「愛子さまはご成年に際しての記者会見で、『小さい頃から人見知りのところがございます』と述べられたことがありました。しかしラオスでは、初めてお会いになった人々ともスムーズにコミュニケーションをとられていて、あらためて著しいご成長を感じずにはいられませんでした」
こう話すのは、長年皇室番組に携わる放送作家・つげのり子さん。11月17日から22日まで、初の外国公式訪問として東南アジアのラオスを訪問されていた愛子さまだが、華やかな民族衣装をお召しになって行事に臨まれたり、両手を合わせるラオス式の挨拶を各所でなされたりと、終始柔らかで和やかな雰囲気により、両国の友好親善はより深まった。

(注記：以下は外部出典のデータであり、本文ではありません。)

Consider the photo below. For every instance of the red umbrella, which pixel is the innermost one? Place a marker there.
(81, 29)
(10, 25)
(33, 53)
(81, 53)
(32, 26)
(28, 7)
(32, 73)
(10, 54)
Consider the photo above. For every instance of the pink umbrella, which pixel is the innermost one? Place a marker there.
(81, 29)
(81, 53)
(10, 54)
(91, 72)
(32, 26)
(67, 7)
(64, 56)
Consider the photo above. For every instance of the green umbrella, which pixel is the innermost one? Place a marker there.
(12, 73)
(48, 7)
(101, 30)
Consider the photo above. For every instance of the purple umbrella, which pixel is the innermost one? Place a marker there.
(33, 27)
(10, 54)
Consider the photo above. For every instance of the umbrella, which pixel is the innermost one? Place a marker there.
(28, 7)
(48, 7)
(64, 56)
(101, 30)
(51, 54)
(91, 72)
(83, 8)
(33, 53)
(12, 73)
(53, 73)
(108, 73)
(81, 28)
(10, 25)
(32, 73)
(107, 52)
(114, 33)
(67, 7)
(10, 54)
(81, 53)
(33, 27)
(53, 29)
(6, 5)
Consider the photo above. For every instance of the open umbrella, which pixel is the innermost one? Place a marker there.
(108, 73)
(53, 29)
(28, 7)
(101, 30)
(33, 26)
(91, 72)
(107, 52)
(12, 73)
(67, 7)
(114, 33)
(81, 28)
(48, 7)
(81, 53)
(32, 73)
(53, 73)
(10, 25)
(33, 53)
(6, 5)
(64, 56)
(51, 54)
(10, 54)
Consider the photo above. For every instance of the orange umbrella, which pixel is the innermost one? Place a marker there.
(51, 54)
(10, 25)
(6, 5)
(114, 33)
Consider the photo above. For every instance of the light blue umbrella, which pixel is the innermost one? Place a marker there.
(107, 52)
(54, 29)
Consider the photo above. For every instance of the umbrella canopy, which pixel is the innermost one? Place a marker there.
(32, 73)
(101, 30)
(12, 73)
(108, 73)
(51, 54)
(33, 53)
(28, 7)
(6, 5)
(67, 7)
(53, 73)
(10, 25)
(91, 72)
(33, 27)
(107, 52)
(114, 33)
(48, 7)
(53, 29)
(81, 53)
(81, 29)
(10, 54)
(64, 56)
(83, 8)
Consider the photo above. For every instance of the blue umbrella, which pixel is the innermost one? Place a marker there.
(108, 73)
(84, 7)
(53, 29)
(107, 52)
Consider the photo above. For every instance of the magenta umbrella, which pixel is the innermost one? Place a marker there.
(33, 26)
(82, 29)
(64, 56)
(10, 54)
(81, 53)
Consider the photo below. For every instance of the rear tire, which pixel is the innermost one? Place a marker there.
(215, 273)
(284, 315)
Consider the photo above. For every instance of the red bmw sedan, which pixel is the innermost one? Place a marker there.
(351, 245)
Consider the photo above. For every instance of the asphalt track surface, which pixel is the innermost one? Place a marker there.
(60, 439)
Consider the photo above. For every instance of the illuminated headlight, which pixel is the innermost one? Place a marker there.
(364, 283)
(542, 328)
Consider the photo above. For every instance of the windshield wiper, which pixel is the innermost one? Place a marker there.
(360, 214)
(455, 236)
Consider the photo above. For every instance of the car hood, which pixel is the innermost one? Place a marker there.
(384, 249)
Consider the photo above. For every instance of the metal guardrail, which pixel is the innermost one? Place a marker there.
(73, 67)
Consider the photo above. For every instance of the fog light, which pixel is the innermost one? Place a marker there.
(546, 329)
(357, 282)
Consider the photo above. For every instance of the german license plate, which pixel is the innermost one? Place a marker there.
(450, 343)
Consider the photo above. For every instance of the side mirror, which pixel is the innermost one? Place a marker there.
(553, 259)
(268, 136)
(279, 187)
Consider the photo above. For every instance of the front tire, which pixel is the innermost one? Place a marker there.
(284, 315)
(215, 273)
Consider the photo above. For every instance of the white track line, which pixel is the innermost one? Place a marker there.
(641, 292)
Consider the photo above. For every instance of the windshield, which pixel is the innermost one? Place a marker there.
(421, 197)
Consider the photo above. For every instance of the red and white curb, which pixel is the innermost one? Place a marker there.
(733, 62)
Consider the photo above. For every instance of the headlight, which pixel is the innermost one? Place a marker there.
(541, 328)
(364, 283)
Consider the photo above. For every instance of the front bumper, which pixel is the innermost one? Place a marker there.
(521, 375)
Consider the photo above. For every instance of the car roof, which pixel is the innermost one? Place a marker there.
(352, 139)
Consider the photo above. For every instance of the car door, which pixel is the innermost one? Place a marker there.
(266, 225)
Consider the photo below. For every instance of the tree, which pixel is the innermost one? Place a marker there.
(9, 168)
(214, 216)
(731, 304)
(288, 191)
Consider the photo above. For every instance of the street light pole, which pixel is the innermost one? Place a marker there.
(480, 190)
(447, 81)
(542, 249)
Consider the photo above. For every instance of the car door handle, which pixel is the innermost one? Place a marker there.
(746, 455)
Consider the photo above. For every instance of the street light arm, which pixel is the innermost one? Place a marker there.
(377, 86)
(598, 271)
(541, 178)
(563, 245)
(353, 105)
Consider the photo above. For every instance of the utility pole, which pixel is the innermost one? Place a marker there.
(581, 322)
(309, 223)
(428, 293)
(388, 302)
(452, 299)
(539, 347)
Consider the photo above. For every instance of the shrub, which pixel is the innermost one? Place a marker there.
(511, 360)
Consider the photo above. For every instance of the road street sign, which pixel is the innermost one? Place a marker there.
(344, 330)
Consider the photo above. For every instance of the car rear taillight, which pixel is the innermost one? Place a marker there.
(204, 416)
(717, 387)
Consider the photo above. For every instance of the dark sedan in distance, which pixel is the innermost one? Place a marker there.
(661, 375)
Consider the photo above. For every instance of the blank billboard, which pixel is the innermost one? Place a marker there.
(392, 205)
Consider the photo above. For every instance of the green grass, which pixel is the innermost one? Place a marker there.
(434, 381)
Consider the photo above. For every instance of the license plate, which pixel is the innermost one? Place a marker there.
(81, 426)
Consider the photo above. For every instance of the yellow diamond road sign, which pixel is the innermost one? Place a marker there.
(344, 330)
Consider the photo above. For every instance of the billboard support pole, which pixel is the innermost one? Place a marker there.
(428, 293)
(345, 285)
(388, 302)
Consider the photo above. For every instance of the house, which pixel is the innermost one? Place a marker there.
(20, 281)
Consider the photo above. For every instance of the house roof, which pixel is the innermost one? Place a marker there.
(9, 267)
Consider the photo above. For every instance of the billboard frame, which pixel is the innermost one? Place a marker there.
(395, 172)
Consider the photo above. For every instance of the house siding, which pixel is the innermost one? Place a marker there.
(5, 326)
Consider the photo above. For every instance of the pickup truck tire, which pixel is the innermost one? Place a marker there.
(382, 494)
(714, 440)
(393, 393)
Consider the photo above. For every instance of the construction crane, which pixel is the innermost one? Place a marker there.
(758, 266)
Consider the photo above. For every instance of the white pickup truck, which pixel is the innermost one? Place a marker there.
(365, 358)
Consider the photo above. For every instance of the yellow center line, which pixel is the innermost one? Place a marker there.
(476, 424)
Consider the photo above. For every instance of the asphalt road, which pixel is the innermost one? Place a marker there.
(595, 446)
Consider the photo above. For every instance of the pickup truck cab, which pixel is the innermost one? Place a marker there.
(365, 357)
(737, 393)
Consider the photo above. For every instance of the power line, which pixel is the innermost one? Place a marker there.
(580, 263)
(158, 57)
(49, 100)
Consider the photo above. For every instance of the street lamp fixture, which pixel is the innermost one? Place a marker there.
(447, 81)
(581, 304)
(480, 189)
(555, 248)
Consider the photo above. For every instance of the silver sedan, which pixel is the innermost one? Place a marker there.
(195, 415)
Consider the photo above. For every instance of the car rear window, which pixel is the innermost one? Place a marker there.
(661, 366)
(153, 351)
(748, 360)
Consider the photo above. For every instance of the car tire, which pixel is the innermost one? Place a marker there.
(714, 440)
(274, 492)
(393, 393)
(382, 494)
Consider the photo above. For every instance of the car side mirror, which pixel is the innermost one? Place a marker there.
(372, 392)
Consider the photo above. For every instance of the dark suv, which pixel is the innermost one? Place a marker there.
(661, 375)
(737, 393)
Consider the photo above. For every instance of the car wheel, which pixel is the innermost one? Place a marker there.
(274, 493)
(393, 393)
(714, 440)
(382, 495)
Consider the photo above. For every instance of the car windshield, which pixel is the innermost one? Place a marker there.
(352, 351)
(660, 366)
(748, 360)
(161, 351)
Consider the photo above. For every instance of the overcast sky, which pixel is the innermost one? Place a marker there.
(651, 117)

そして愛子さまは、12月1日に24歳のお誕生日を迎えられた。公表されたご近影では、ラオスにちなむ本を手にされている。宮内庁関係者はこう明かす。
「ラオスの料理に関する書籍をお持ちになっているカットもありますが、撮影されたのはご訪問前。訪問に先立つご準備に、愛子さまは常時アンテナを広げて、ありとあらゆる情報をインプットされていました。現地でも、パーニー国家副主席主催の晩餐会でのお言葉の原稿を、式典直前まで推敲される念の入れようだったのです。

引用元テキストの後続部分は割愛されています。